The Tiruvempavai (திருவெம்பாவை) is a collection of songs composed by the poet-saint Manikkavacakar. It consists of 20 stanzas devoted to the Hindu deity Shiva. It forms part of the collection called the Tiruvasagam, and the 8th book of the Tirumurai, a canonical text of the Tamil Shaiva Siddhanta. The songs form part of the pavai ritual for unmarried young girls during the Tamil month of Margali.

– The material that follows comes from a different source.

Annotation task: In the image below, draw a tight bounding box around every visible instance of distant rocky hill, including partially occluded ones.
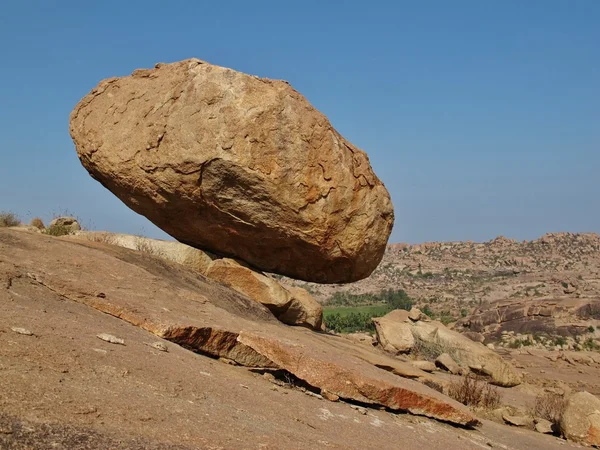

Triyampawai, one of the twelve month ceremonies in royal Thai Hinduism, descended from the tradition of Tiruvempavai.

== Pavai genre ==
The pavai songs are part of an ancient tradition amongst unmarried young girls, where they would light lamps in the early mornings of Margali, and sing songs in praise of Shiva. The 20 stanzas are sung, one on every day and then followed by the 10 songs of the Tirupalliyeluchi. It is believed that such rituals would bring prosperity and a suitable husband.

== Verses ==
The first verse of the work extols the attributes of Shiva:

ஆதியும் அந்தமும் இல்லா அரும்பெருஞ்
சோதியை யாம்பாடக் கேட்டேயும் வாள்தடங்கண்
மாதே வளருதியோ வன்செவியோ நின்செவிதான்
மாதேவன் வார்கழல்கள் வாழ்த்திய வாழ்த்தொலிபோய்
வீதிவாய்க் கேட்டலுமே விம்மிவிம்மி மெய்ம்மறந்து
போதார் அமளியின்மேல் நின்றும் புரண்டிங்ஙன்
ஏதேனும் ஆகாள் கிடந்தாள் என் னேஎன்னே
ஈதே எந்தோழி பரிசேலோர் எம்பாவாய்

Ātiyum antamum illā arumperuñ
cōtiyai yāmpāṭak kēṭṭēyum vāḷtaṭaṅkaṇ
mātē vaḷarutiyō vaṉceviyō niṉcevitāṉ
mātēvaṉ vārkaḻalkaḷ vāḻttiya vāḻttolipōy
vītivāyk kēṭṭalumē vim'mivim'mi meym'maṟantu
pōtār amaḷiyiṉmēl niṉṟum puraṇṭiṅṅaṉ
ētēṉum ākāḷ kiṭantāḷ eṉ ṉē'eṉṉē
ītē entōḻi paricēlōr empāvāy

We are singing of the rare great flame that has no beginning and no end.
In spite of listening to it, O girl with sword-like sharp beautiful eye,
you still have not opened your sleeping eyes.
Is your ear senseless?
On hearing the praise of the perfect feet of the greatest deity, the sound of praise, which arises at the start of the street, one has forgotten herself weeping and weeping!
You, as if nothing happened, are coolly turning about enjoying the soft flowers spread on the bed,
 what a pity!
Is this behavior becoming of you, my dear friend?